You’re also based around challenges, and I could argue that with science it’s not the problem that’s interesting anyway, it’s the solution – with How2 the question is strangely irrelevant, you start with the answer and work backwards. But that’s another argument for another day: start thinking of suitable challenges.

I reckon they fall into two categories:

  1. Problems a reasonable proportion of children have the scientific knowledge to solve. That is – things that have been covered in school.

  2. Problems not covered in school, which children therefore mostly don’t know about.

The difficulty, of course, is that it’s challenges in the second category that have the more exciting solutions. Worse: challenges in the first category smack of ‘school,’ which is a shortcut to ‘not being remotely cool or fun,’ when you’re making after-school factual entertainment TV.

So you have a few possible routes you can go. You can stick with stuff the contestants are likely to know, and risk the audience shouting ‘boring!’ or, more likely, switching over to Nickelodeon.

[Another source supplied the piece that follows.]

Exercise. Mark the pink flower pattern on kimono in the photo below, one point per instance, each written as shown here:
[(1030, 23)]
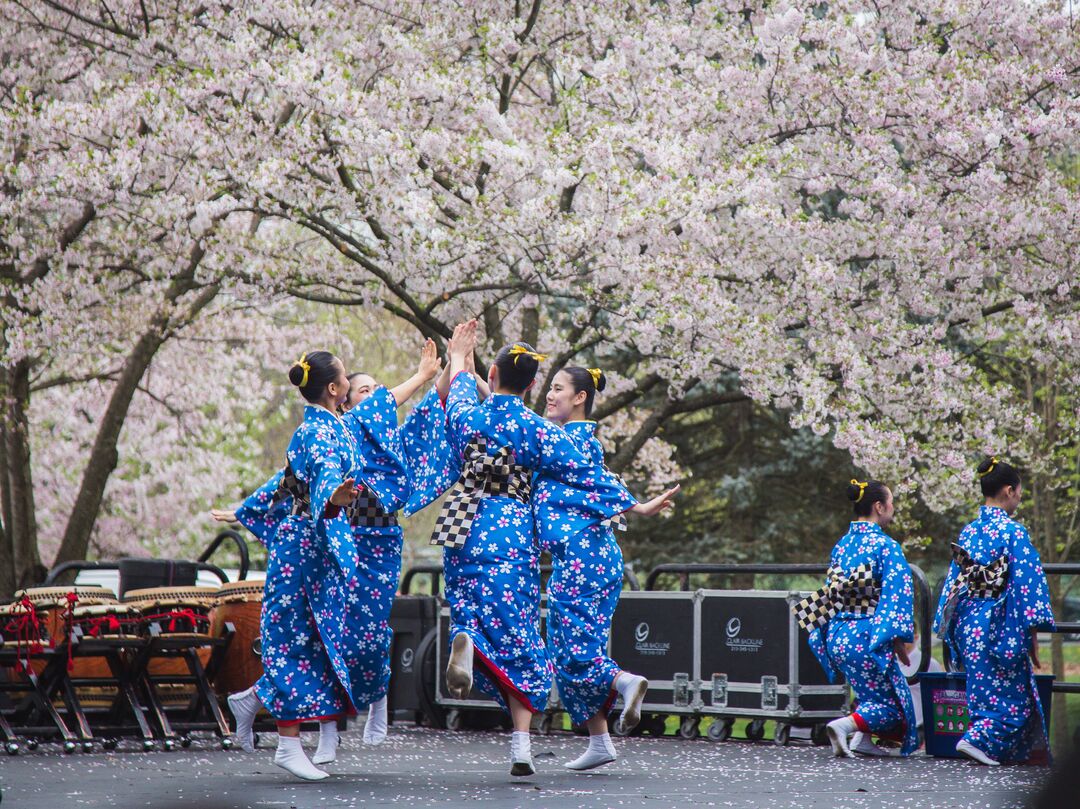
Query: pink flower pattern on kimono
[(989, 636)]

Or you can brief the contestants off-camera, so they exhibit the desired behaviour. This is absolutely normal with engineering challenge formats (coughScrapheapcough), but it has to be done extremely carefully on a children’s show. With Scrapheap we’re willing to accept that the teams plain know more than we, the audience, do. As adults we’re used to that, but anyway we have Robert Llewellyn to ask the dumb questions on our behalf – he’s the audience’s proxy in Scrapheap.

With Lab Rats they’re going to have to be oh-so-careful, because it’s hard to see the audience proxy as being anything other than the contestants. Hammond is a terrific presenter and, as far as I can gather, a genuinely decent chap. I’m willing to believe that he has a good rapport with children. But he’s still the presenter, and the contestants are the people on-screen that the audience are supposed to identify with.

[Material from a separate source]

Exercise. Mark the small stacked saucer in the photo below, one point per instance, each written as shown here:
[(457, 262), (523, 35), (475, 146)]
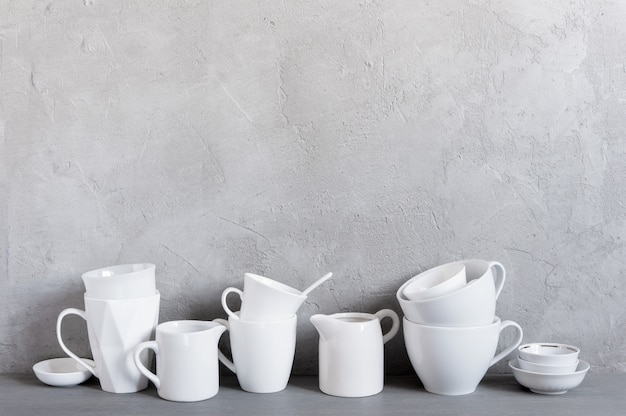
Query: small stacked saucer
[(548, 368)]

Which brings us back to the wheels coming off if the contestants know something the audience doesn’t think they should. It’s alienating, because you no longer feel you could be the one in the show.

(For completeness, the third option is to use part of the show to cover essential theory. But the best way of explaining the theory is to do the demo which is the subject of the competition challenge, so… you end up doing everything twice, and/or it takes forever, and/or it turns into a lesson. Ugh.)

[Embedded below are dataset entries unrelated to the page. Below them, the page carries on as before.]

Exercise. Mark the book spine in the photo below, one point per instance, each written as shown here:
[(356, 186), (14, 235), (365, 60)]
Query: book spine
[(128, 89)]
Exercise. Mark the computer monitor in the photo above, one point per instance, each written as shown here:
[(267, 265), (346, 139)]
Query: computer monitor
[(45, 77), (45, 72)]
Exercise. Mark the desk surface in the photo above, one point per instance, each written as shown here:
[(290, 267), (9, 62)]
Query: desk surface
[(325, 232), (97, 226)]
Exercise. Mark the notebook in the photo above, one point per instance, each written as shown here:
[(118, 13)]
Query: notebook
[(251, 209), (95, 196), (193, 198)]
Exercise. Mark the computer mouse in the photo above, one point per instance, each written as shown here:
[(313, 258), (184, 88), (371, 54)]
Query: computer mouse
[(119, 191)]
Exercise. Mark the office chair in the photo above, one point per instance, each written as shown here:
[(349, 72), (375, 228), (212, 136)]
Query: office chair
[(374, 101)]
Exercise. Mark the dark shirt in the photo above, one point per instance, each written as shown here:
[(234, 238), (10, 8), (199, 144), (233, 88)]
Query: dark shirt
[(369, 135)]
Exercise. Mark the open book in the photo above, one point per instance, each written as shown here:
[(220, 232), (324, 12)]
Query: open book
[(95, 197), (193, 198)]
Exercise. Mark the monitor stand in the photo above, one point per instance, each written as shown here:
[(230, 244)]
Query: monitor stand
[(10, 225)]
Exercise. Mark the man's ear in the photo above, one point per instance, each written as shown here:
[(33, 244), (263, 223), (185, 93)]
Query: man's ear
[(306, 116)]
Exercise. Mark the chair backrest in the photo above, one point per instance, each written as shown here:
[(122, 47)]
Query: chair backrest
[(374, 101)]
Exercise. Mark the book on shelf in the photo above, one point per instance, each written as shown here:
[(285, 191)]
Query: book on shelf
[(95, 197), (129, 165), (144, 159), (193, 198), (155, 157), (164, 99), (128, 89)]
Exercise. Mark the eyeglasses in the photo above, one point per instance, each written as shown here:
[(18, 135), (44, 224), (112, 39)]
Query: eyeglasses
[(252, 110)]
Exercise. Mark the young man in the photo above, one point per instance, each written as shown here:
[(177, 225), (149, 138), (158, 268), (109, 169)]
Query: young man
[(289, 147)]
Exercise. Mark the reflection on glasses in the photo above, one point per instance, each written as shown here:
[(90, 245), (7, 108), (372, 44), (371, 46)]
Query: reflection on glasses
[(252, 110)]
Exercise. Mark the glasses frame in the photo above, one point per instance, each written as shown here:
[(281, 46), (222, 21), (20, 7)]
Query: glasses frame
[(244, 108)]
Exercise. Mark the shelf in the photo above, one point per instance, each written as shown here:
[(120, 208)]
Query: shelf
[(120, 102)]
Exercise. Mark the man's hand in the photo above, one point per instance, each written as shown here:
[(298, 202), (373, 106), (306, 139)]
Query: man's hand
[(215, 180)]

You’ll notice that I seem to have thought this through rather a lot. Well, yes. See, there was a previous attempt to do a science/engineering challenge show with teams of kids doing experiments, interrupted by giant stunts. It was even planned as a thirty-minute show, before the early cuts were so turgid it was dropped down to twenty minutes.

It was called XperiMENTAL, it was on CBBC, and it was ruddy awful. The show’s own executive producer described it to me as ‘dreadfully rubbish,’ and we proceeded to pick apart its first two series. Informally, I was likely to produce the third, but it didn’t last that long.

The description of Lab Rats would work equally well as a description of the first series of XperiMENTAL. Yiiiiiikes?

Don’t get me wrong – I’m delighted that CBBC is at least trying to do its duty of bringing inspiring factual shows to a new generation of children. They’re the only people who can, at least via broadcast. But as ever with TV I worry that lessons from the past are not heeded, that the thinking isn’t as sophisticated as it might be, and that the resulting shows may fail.

So my real concerm is that if neither Whizz Whizz Bang Bang nor Lab Rats succeed, the BBC will again conclude that ‘kids don’t like science’ and give up for another five years.

With a bit of luck I’ll turn out to be completely wrong, and Richard Hammond will be rightly hailed as the ‘new Johnny Ball.’ If I’m right… well, at least this time we have a back-up plan.

Lab Rats is due for transmission in January.

(There’s a hair more information about it in Media Guardian. Interestingly, they don’t name a series producer. If they’re due for January they must have someone on board, surely?)